Mechanism of Multi‐Scale Interface Bonding in PVDF‐Modified Continuous Carbon Fiber Reinforced TPU Composites

ABSTRACT Strengthening the interfacial bonding between continuous carbon fiber (CCF) and the matrix, as well as minimizing defects, is crucial for advancing rapid prototyping of complex load‐bearing components and enhancing performance. Investigating the combination mechanisms across atomic, microscopic, and macroscopic multi‐scale interfaces can help overcome the bottleneck characterized by “strong fibers–weak interfaces” in carbon fiber reinforced composites (CFRP). In this paper, we present a pretreatment strategy involving the impregnation of CCF with polyvinylidene fluoride (PVDF) solution, followed by wet twisting. This approach aims to enhance the mechanical properties of CCF filaments, improve interfacial characteristics, and reduce pore defects in printed components. The impregnation process parameters and the wet twisting procedure were optimized through orthogonal experiments, elucidating the mechanism of interface bonding at the fiber scale. Subsequently, the interfacial bonding between the molecular chain layers of PVDF and TPU was simulated.
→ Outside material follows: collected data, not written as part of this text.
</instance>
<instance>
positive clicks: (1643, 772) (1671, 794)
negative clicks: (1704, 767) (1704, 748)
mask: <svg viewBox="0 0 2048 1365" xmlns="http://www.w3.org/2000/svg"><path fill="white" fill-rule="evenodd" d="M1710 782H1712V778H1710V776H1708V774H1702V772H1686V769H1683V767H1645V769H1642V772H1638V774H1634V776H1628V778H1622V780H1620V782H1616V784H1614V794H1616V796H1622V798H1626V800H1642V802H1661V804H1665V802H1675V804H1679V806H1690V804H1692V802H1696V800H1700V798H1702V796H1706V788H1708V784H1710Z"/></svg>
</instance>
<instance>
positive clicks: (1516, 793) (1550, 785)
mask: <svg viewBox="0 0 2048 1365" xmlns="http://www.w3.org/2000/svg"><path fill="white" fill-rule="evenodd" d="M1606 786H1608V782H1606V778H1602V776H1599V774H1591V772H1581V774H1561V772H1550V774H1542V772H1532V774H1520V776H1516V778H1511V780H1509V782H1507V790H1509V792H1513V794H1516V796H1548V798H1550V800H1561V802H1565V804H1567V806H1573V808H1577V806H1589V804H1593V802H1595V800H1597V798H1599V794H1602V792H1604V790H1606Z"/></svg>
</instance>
By investigating hydrogen bonds, van der Waals forces, Coulomb interactions, total weak interactions, and the evolution of interfacial system density, we explored the regulatory mechanisms governing molecular chain mobility and interfacial bonding strength within this system at various printing temperatures. Furthermore, the XCT non‐destructive characterization method was employed to investigate the impact of the aforementioned processes on the interface bonding and internal porosity of the printed components from a macroscopic perspective. This indicates that the process is effective in reducing pore defects within the printed part and enhancing interface bonding performance.